The report of the bipartisan deficit reduction commission, co-chaired by Democrat Erskine Bowles and Republican Alan Simpson, won only 11 of the 14 votes it needed to clear the committee today, and reach Congress for a full vote.

Few expected the report, a mixed bag of tax increases, spending cuts, and regulatory changes, to be adopted in full, so its death is not surprising.  The deficit commission is a hospice, not a maternity ward.  The individual provisions of the report can be examined and debated separately, in what Bowles hoped would be an “adult conversation.”  Meanwhile, House Democrats shut their eyes and screamed for tax hikes, pounding their high chairs with a meaningless vote in favor of massive tax increases yesterday.

The deficit commission’s report has sparked some interesting conversations, and given us a wonderful opportunity to enjoy weird sound bites from Alan Simpson, who said he now plans to “get the hell out of town and sleep on the streets.”  Fox News also quotes him as saying “democracy’s in trouble when the two most disgusting bodies in America are politicians and journalists.”  In that case, democracy has been in trouble for a long time.  Simpson was also rude to snub Hollywood, which feels it has earned a spot in the finals of the Disgusting Body competition.

As we root through the Cracker Jacks of the commission report, in search of a few prizes, we should remember that our bloated, bankrupt government didn’t get that way all at once.  Franklin Delano Roosevelt would have been run out of town on a rail if the voters of his day had any inkling of what his New Deal would degenerate into.  Predictions of the fiscal future that were a fraction as bad as things actually turned out to be were routinely dismissed as gibbering lunacy. 

We should therefore understand that a comprehensive plan that tries to zero out the deficit, all at once, is not only impractical, but arguably counter-productive.  How many times must the lesson of dynamic analysis be taught before our politicians finally understand it, or at least stop pretending they don’t?

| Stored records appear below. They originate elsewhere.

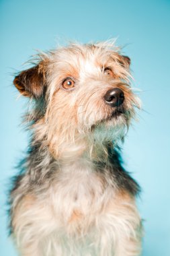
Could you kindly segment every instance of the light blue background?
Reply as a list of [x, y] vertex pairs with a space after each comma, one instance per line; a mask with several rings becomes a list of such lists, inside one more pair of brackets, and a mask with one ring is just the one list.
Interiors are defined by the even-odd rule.
[[35, 53], [65, 40], [87, 42], [117, 37], [128, 44], [143, 110], [126, 137], [128, 170], [142, 187], [139, 207], [145, 220], [144, 256], [170, 255], [170, 1], [0, 1], [1, 209], [0, 255], [15, 256], [5, 214], [9, 178], [28, 144], [21, 126], [26, 101], [12, 86], [12, 73]]

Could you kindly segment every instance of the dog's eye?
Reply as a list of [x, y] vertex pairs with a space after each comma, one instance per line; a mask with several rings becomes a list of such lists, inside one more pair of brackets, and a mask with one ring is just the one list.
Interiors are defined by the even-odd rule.
[[62, 82], [62, 87], [66, 90], [72, 89], [75, 87], [75, 82], [70, 77], [66, 78]]
[[104, 73], [107, 75], [110, 75], [112, 77], [114, 76], [113, 71], [109, 67], [105, 67], [104, 69]]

For example, the deficit commission report included a suggestion for raising the already painful federal gas tax by 15 cents.  Whatever revenue might be raised by such a move would be offset, at least in part, by both a reduction in fuel consumption, and a general economic slowdown from the increased cost of producing and shipping nearly everything.  Environmentalists might applaud the reduced fuel consumption, but that has nothing to do with balancing the federal budget.

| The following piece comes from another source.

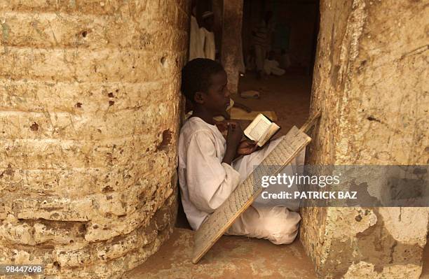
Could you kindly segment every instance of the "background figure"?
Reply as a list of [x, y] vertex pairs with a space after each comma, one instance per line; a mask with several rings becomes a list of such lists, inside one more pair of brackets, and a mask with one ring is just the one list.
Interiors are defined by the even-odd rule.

Here’s an idea for deficit reduction: let’s slash government spending, reduce and simplify taxes, remove regulatory burdens which impede production and commerce, and see what a lower percentage of a surging economy does to the national debt.  Politicians created this mess.  They should give the American people a shot at fixing it.  If that doesn’t work, we can always find whatever street Alan Simpson is sleeping on, wake him up, and discuss tax increases.  It’s not like the idea is ever going to go completely out of style.